On ne saurait méconnaître que M. Gide ne soit un écrivain de premier ordre. Son style dûment classique, racinien, le narcissisme d’une pensée subjective qu’il fuit pour se sauver et qu’il recherche pour se perdre, fournissent des heures de lecture peu ordinaires, susceptibles de captiver ceux qui aiment la pureté de la langue française et la subtilité byzantine de l’esprit, conférant avec soi-même. Mais enfin, il faut mordre au fruit et savoir s’il contient du poison ou des sucs vitaux. C'est ce qu’a fait M Henri Massis. Son analyse serrée, courtoise et sévère, pleine d'investigations et de tours de clef précis, ne saurait se contenter de la spécialité du talent. Elle met la pensée de l'auteur de l'Immoraliste et des Nourritures terrestres en contact avec les valeurs humaines, salutaires à l'individu comme àla race. M. Massis trouve ainsi dans la pensée gidienne des virus qui avarient gravement ces valeurs essentielles. Il dénonce donc « l’anarchisme guindé » ; le « puritanisme esthétique » de M. Gide, le fond « inavouable » de sa méditation, la vase qu'il y remue, les larves effrayantes qu’il y lève. Il l'accuse de n'aimer que le spécial, l’anormal, l'étrange, seuls réactifs pour lui de l'originalité. Son classicisme n'est que « l’hypocrisie volontaire et raffinée » sous laquelle le puritain impur, si l’on peut dire, couvre le sadique désordre de son esprit. Il marque cette prétention coupable qu’a M. Gide d’appeler à l’expression tout ce qui fourmille dans les eaux troubles de la conscience à l’état primitif ; de faire pousser le bon grain et l’ivraie avec une égale prédilection, de ne rejeter enfin aucune idée ; d’agréer même de préférence les plus insolites et inavouables, puisque c’est de la dissidence morale que l’art doit tirer ses valeurs originales. On voit où cela peut conduire. Que penserait-on de celui qui éventrerait M. Gide au passage, parce que cette idée baroque, hétéroclite, insensée, aurait acquis le droit d’être mise à exécution par le fait même d’avoir été conçue ? M. Gide qui se désintéresse des conséquences en art, comme des effets de la communion qu’il offre à ses fidèles, estimerait sans doute alors que l’homme est responsable et que c’est en cela que résident sa dignité et sa vraie liberté.

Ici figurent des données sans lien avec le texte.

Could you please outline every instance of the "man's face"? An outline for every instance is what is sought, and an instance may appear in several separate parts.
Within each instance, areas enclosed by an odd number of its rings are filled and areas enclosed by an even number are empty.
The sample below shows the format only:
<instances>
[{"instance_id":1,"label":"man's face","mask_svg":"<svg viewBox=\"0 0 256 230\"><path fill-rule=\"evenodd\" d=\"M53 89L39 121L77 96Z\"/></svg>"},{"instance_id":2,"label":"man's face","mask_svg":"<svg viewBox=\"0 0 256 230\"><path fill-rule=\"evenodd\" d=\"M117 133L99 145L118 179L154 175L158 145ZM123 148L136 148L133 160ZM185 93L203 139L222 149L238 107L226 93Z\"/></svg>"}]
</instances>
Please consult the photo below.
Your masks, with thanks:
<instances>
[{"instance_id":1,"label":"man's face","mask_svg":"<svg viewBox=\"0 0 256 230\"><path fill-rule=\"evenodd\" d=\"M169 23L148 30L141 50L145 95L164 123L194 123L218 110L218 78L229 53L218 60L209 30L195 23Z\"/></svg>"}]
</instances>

Je sais bien qu’en soi l’art de M. Gide est infiniment séduisant et que cet écrivain, rôdeur autour de ce qui rôde, vagabonde et se perd ordinairement dans la nuit du moi, pourrait donner lieu à une étude humaine des plus curieuses ; mais enfin, c’est à bon droit que M. Massis demande compte à l’œuvre de M. Gide de sa bonne ou de sa mauvaise influence, et cela d’autant plus que, M. Gide, cultivant les virtualités les plus étrangement singulières et amorales en vue de l’acte, aime mieux faire agir les autres, que lui-même, car il ne saurait se compromettre. MM. Massis et Béraud, chacun à leur manière, essaient d’empêcher que les jeunes puissent se contaminer et se perdre en suivant l’enseignement étrange du maître des Nourritures terrestres sophistiquées.